Wednesday 26 January 2011

Film Review: Black Swan


In Darren Aronofsky’s Requiem For A Dream, the viewer is dragged along as a group of drug-addled characters descend into an ever-escalating nightmare that doesn’t let up until the final frame. In The Wrestler, we follow one damaged, isolated misfit so closely that we feel we’re practically inside his head. In his dizzying latest release Black Swan, these two experiences are combined as we follow rising ballet star Nina Sayers (Natalie Portman) on a disorienting journey into madness.

Watching Black Swan is an almost hysterical experience. From the moment Nina is cast in the make-or-break lead role in a production of Swan Lake, the tension barely lets up for a second. Portman is in every scene of this movie, and as with Mickey Rourke in The Wrestler, every aspect of the film is geared towards placing you as close to her point of view as possible, from the shaky, intrusive camera shots to the occasionally deafening soundtrack.

The plot has elements of everything from All About Eve to Inland Empire, by way of Rosemary’s Baby and, inevitably, The Red Shoes. There’s the promotion from chorus-line to centre stage at the expense of an ageing star (a brief but memorable turn by Winona Ryder), the possibility of romance with the director who questions her ability to truly inhabit the role, and the initially friendly new arrival who may or may not be plotting to take Nina’s place.

However all of these influences are merely a framing device for a surreal journey into Nina’s psyche as she begins to lose her grip on reality and her sense of self as she is subsumed into the twin roles of the tragic white swan and the passionate, uncontrolled black swan. Nina begins seeing mirror images of herself everywhere, cleverly shot so that the viewer shares her split-second confusion as to whether these doppelgangers are Nina or the trio of female characters who haunt her mind at every turn.

Portman’s performance, which initially seems somewhat mannered and one-note, soon reveals itself to be an extraordinary display of repressed fear and self-control. She spends the entire first half of this movie with her face in a riktus of sheer terror. Her entire life consists of the ballet studio and the claustrophobic flat where she endlessly practices, under the ever-watchful eyes of her ex-dancer mother (Barbara Hershey). Only once is she shown to venture into the real world, when she is manipulated into a hedonistic night out with spirited newcomer Lily (Mila Kunis). On returning to her flat, dizzy with drugs and alcohol, she briefly rebels in an angry confrontation with her mother. The scene is brief, but the utter transformation of Nina’s visage, as she her facial muscles relax and the fear disappears from her eyes for the first time, is astonishing.

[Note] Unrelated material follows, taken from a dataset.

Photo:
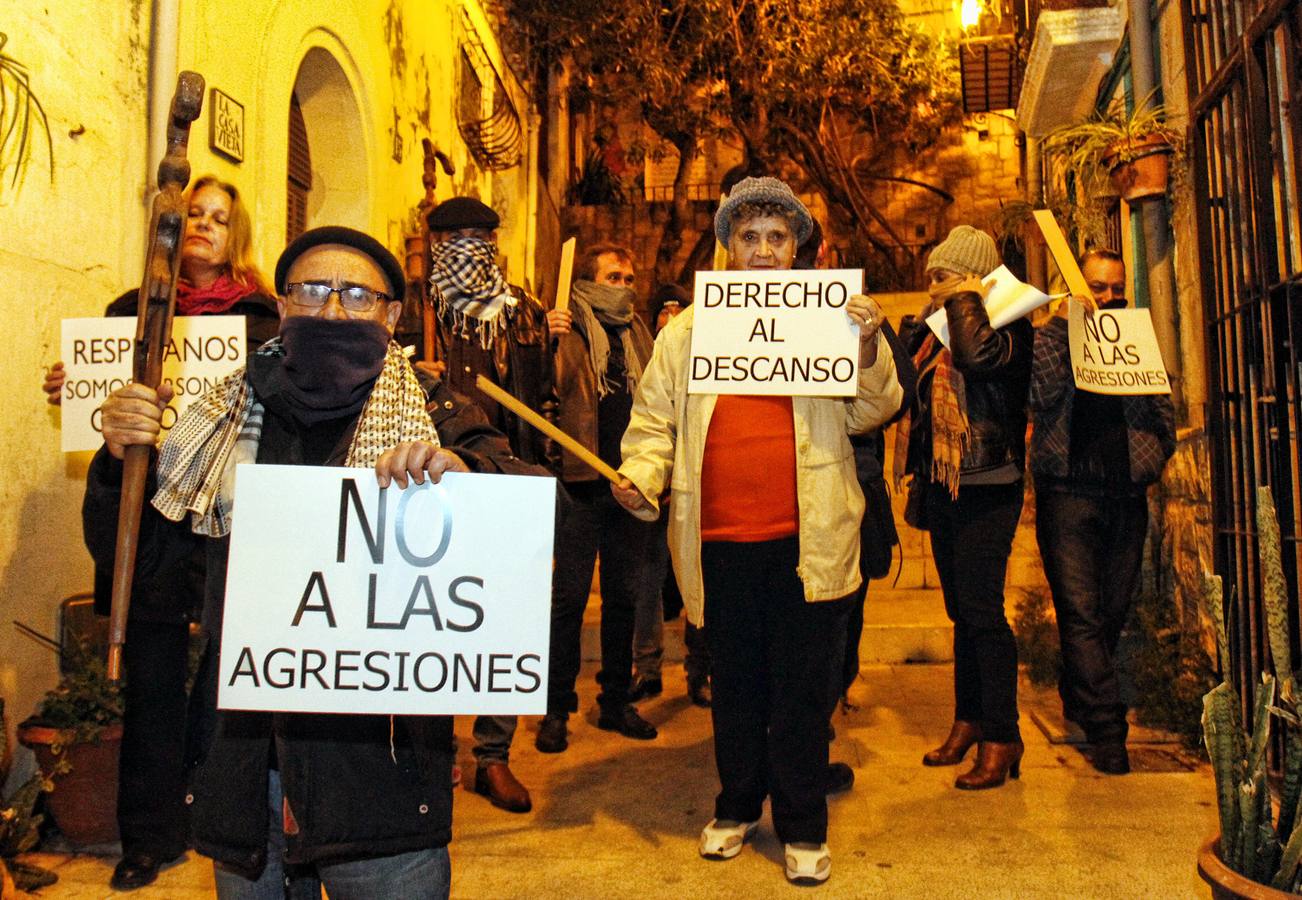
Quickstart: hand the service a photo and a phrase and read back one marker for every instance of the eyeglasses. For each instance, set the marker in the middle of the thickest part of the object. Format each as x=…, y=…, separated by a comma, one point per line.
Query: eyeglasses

The movie is unquestionably Portman’s show, but the supporting cast are uniformly excellent. Barbara Hershey makes a particularly strong impression as Nina’s mother Erica. The two evidently share an unhealthy relationship; Nina has been so infantilised by her mother that she allows her to dress and undress her, while Erica’s bedroom is a shrine to her daughter’s achievements. Rather than a place of escape, Nina’s flat is a claustrophobic hellhole where she can never escape from Erica’s gaze. In the hands of a lesser actress the role of Erica would have been a fairly rote ‘stage mother from hell’ performance, but Hershey wisely underplays it. At times her character exudes such genuine warmth that you can believe that Nina would have allowed herself to remain cocooned in this childlike state without making a break for independence. This makes the moments in which Erica’s behaviour reveals her to be obsessive and controlling all the more unsettling.

Mila Kunis is also strong, providing an important note of levity as the only character in the film who appears relatively well balanced. Vincent Cassel is perfectly cast, all smouldering Gallic passion and bravado. The character is a pretentious windbag, but we believe that the dancers would push themselves beyond their physical and mental limits for his approval, which seems at times to be more Nina’s goal than the stardom that a triumphant performance could promise.

This won’t be a film for everyone. It’s an intense, hysterical and challenging watch. The ambiguous question of what (if anything) is reality and what is a product of Nina’s unhinged mind will undoubtedly frustrate some viewers. But for the thrill of witnessing something genuinely different, if not entirely original, and that of seeing a talented actress finally coming of age in what will surely be one of the defining performances of her career, Black Swan is the first must-see movie of 2011.